If it’s come to where directing mega-budget action franchise films is the only way filmmakers like Mendes can even get their work in front of mass audiences, then we might as well turn off the lights on the American film industry all together. It is a dark time, indeed.

Then again, if he just loves the idea of doing a Bond film, then that’s great. I’m totally open to it.

Scott Mendelson

I’m no fan of Mendes, but I wouldn’t call Road to Perdition an underperformer. It was a 2 hour dark crime drama that grossed $100 million domestic and $81 million overseas in the middle of summer 2002. As for Bond, I say give the franchise to Martin Campbell with a red bow attached. He’s saved the series twice in a row and (pardon the cliche) nobody does 007 better than Campbell.

Joe Valdez

Terrific piece, Anne. I always feel better informed when you take the temperature of the film industry, even if the mercury indicates a fever.

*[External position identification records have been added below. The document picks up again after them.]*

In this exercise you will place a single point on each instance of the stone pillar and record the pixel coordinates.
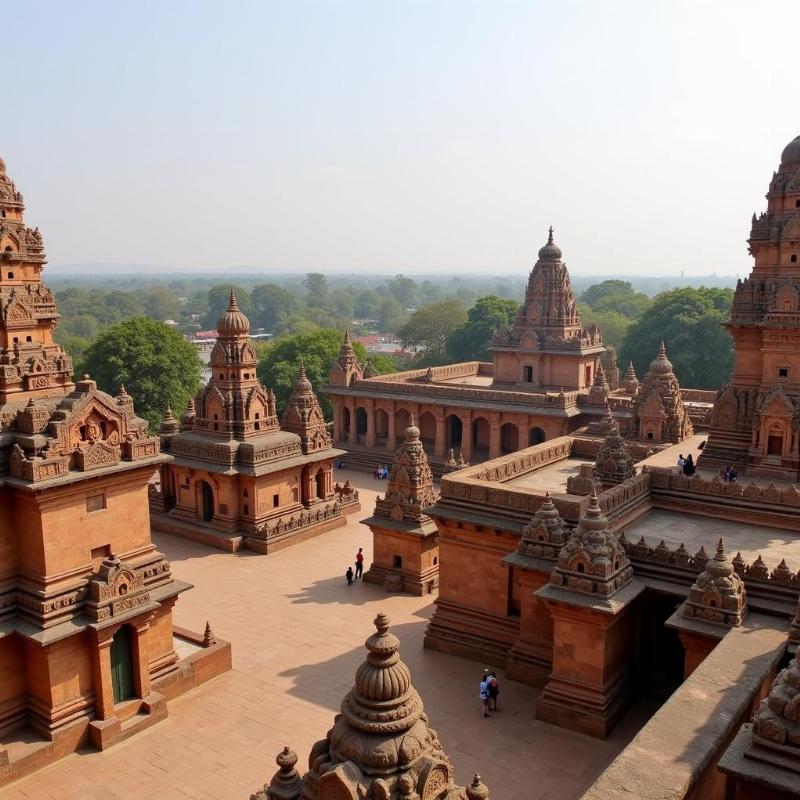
(101, 671)
(141, 658)
(391, 434)
(439, 446)
(370, 438)
(352, 437)
(494, 436)
(466, 436)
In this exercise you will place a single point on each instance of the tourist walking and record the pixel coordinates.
(359, 563)
(494, 691)
(484, 693)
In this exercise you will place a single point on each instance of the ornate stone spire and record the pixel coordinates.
(31, 363)
(614, 462)
(718, 594)
(410, 487)
(477, 789)
(658, 411)
(776, 725)
(630, 383)
(304, 417)
(286, 783)
(592, 561)
(543, 536)
(381, 745)
(233, 322)
(234, 404)
(347, 368)
(188, 416)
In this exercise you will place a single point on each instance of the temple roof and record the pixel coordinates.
(791, 153)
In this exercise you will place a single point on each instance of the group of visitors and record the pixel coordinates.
(686, 465)
(489, 690)
(729, 474)
(359, 573)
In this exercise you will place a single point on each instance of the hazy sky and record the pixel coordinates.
(398, 136)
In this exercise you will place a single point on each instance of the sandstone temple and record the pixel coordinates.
(88, 650)
(570, 549)
(239, 477)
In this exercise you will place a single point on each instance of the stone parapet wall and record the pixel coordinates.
(736, 501)
(675, 755)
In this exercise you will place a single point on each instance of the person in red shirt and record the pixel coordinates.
(359, 563)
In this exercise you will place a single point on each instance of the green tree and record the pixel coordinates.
(616, 295)
(689, 321)
(613, 325)
(218, 297)
(367, 304)
(156, 364)
(428, 328)
(318, 293)
(391, 315)
(470, 341)
(277, 367)
(160, 303)
(272, 305)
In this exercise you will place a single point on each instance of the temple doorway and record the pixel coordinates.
(509, 438)
(455, 430)
(122, 665)
(361, 424)
(480, 437)
(345, 436)
(535, 436)
(661, 653)
(381, 427)
(206, 502)
(427, 429)
(774, 445)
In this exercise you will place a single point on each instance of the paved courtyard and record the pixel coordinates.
(297, 632)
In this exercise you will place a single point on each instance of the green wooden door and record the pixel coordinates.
(122, 665)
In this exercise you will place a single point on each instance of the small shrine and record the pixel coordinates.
(381, 745)
(406, 540)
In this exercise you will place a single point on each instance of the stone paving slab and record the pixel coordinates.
(297, 632)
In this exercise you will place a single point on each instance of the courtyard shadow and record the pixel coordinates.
(336, 590)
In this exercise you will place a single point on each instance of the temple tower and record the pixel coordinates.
(547, 347)
(237, 478)
(405, 539)
(32, 365)
(592, 601)
(85, 597)
(659, 414)
(381, 745)
(756, 418)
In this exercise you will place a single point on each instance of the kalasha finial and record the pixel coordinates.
(477, 789)
(208, 636)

The recession has probably given studios the same lever over talent that fast food joints or retailers currently enjoy: workers who were drawing an annual salary very recently are now willing to work a cash register to make ends meet.

I’m not a fan of Sam Mendes and can’t get excited over anything he’s involved in or rumored to be involved in, but do relish the possibility of Kate Winslet playing a female 00 agent.


Oof. Despite its box office, “Quantun of Solace” was a truly terrible Bond film with incoherent action sequences and airs of pretension. The Bonds seem to do better when B-list directors (like Martin Campbell) come in and polish their work a bit. But put Lee Tamahori or Marc Forster in there and you have directors who feel like they’re “slumming.” Sam Mendes has shown no predilection for action. And the trick with Bond is to make a good Bond film that can stand up as a good drama or suspense film. The ones that have are rare.

As for Tarantino, he’d be a disaster–did you notice the “Elvis” henchman in “Quantum” that vaguely resembled QT, who’s never shut up about how -filming “Casino Royale” was “his” idea, and the Broccoli kids didn’t appreciate it (they had, after all, just acquired the rights). He wants to do another “Kill Bill” movie, let him (although I thought “Inglourious Basterds” was a fantastic movie). The Coen Brothers wouldn’t work, either, although I’m looking forward to “True Grit.” On the other hand, Guy Ritchie expressed interest in the past…and I saw “Sherlock Holmes” as an attempt by him to make producers see him in a bigger budgeted light.